Uma breve Conclusão Geral (pp. 874-879) encerra o estudo.

Numa obra de tão grande fôlego, não causa estranheza que a Bibliografia ocupe cerca de setenta páginas (as pp. 881-953), entre manuscritos e obras impressas. Além disso, e na boa tradição dos estudos académicos deste teor, o volume encerra com um Índice Onomástico, de imprescindível ajuda numa obra de tão grande fôlego, e um Índice de imagens.

Que dizer, depois do que foi escrito?

As páginas dedicadas a cada capítulo impressionam pela sua dimensão. Mas impressionam sobretudo as leituras de tantos textos esquecidos na poeira das bibliotecas e dos tempos, e bem assim o manancial de informações, comentários e reflexões apresentados. À medida que os estudos avançam, e novos contributos são dados para o progresso das ciências e artes, são obras como esta que nos ajudam a balizar os conhecimentos e a conhecer o estado da arte, que interessa não apenas aos estudos retórico-literários, mas também aos estudos filosóficos e culturais ou, se se preferir, aos estudos de Humanidades.

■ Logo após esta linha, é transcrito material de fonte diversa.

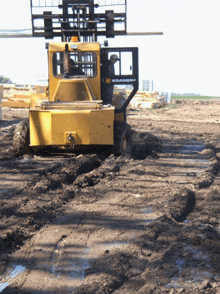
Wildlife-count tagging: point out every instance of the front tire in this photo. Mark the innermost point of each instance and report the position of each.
(122, 139)
(21, 139)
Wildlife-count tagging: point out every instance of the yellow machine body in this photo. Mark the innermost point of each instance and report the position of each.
(87, 127)
(72, 113)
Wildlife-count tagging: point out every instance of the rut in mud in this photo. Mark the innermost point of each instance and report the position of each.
(95, 223)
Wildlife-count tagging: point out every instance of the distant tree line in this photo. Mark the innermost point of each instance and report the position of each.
(4, 80)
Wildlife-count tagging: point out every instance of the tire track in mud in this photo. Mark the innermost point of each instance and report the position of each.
(56, 183)
(164, 234)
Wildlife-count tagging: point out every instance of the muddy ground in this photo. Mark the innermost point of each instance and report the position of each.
(95, 223)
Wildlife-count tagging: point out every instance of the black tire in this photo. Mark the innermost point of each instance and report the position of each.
(122, 139)
(21, 139)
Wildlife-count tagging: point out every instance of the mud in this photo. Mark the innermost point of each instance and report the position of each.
(96, 223)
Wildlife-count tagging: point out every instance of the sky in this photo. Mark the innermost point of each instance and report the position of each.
(185, 59)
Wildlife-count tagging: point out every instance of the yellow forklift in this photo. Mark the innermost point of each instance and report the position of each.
(79, 108)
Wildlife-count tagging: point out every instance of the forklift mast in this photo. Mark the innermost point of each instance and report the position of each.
(84, 19)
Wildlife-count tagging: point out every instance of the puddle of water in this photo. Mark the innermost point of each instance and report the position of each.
(180, 263)
(3, 286)
(198, 160)
(78, 268)
(190, 149)
(75, 267)
(17, 270)
(147, 210)
(184, 149)
(173, 284)
(149, 214)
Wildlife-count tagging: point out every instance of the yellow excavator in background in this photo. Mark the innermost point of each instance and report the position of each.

Daí que este volume constitua, de agora em diante, não apenas um marco e uma referência na história da “Retórica e eloquência em Portugal na época do Renascimento”, mas também um instrumento imprescindível para quem pretenda saber como o saber circulou, nos séculos XV e XVI, entre os principais centros universitários e culturais da Europa e Portugal.